La família argentina

Críticas   |       |    7 de outubro de 2011    |    3 comentários

Matrioshkas das famílias disfuncionais

Alguma vez ouvi dizer que na cidade de Buenos Aires estima-se uma média de 300 espetáculos teatrais em cartaz por fim de semana. Dessas 300 peças, eu arriscaria dizer que cerca de 90, não, talvez 93, têm como cenário um cômodo de um lar, mais precisamente uma sala de estar. Sim, o teatro portenho é, por tradição, especialista em dramas familiares. E já que hoje estou com essa de ser preciso (um objetivo subjetivista, para ser mais específico), eu complemento: o teatro portenho é especialista em dramas de famílias disfuncionais (em contraponto a uma idéia de família “padrão”, com pai, mãe, irmãos, cachorro, papagaio…).

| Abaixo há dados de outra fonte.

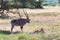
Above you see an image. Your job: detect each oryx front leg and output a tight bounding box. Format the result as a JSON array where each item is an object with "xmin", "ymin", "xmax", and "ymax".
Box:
[{"xmin": 11, "ymin": 25, "xmax": 14, "ymax": 33}]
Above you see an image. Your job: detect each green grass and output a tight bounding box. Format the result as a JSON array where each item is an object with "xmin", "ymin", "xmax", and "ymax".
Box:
[
  {"xmin": 30, "ymin": 12, "xmax": 60, "ymax": 16},
  {"xmin": 0, "ymin": 13, "xmax": 60, "ymax": 40}
]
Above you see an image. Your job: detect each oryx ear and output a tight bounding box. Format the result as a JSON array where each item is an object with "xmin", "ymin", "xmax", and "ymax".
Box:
[{"xmin": 23, "ymin": 9, "xmax": 29, "ymax": 19}]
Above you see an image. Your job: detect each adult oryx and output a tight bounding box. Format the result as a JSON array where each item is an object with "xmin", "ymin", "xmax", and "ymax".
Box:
[{"xmin": 11, "ymin": 10, "xmax": 30, "ymax": 33}]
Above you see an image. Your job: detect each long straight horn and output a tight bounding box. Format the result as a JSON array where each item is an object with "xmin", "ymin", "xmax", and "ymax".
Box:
[{"xmin": 23, "ymin": 9, "xmax": 29, "ymax": 19}]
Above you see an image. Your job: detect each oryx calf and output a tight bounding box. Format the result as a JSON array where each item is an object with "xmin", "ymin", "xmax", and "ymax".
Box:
[{"xmin": 11, "ymin": 9, "xmax": 30, "ymax": 33}]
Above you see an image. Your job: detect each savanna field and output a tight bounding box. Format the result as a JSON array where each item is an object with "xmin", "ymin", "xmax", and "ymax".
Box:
[{"xmin": 0, "ymin": 7, "xmax": 60, "ymax": 40}]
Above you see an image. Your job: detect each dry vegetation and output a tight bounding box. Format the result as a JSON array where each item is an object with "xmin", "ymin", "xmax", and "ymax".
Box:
[{"xmin": 0, "ymin": 6, "xmax": 60, "ymax": 40}]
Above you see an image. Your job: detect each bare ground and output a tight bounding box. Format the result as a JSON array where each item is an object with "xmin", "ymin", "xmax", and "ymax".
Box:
[{"xmin": 0, "ymin": 7, "xmax": 60, "ymax": 32}]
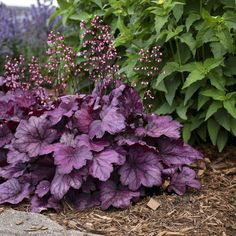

Contextualizando em 21 segundos:

Por um lado a tradição do drama familiar em Buenos Aires tem suas origens no teatro realista moderno e suas derivações, tendo como principal referência dramaturgos como Ibsen, Tchekhov, Arthur Miller, Tennessee Williams (para citar os mais remontados e revisitados em Buenos Aires atualmente). De diferentes formas e em diferentes contextos, a vida privada e a desintegração do núcleo familiar são temas centrais na obra destes dramaturgos que há muito conquistaram terreno no teatro portenho.


Por outro lado está a tradição de gêneros mais populares e locais, como os antigos sainete e grotesco criollo, que combinavam uma mistura de referências (entre gêneros populares europeus e o circo). Aqui se dava espaço à representação da vida dos imigrantes e suas famílias na primeira metade do século XX, tendo como cenografia principal os cortiços da época. Colocavam-se em foco famílias atravessadas por um contexto de frustração, miséria e fracasso (o mesmo contexto onde nasce o tango).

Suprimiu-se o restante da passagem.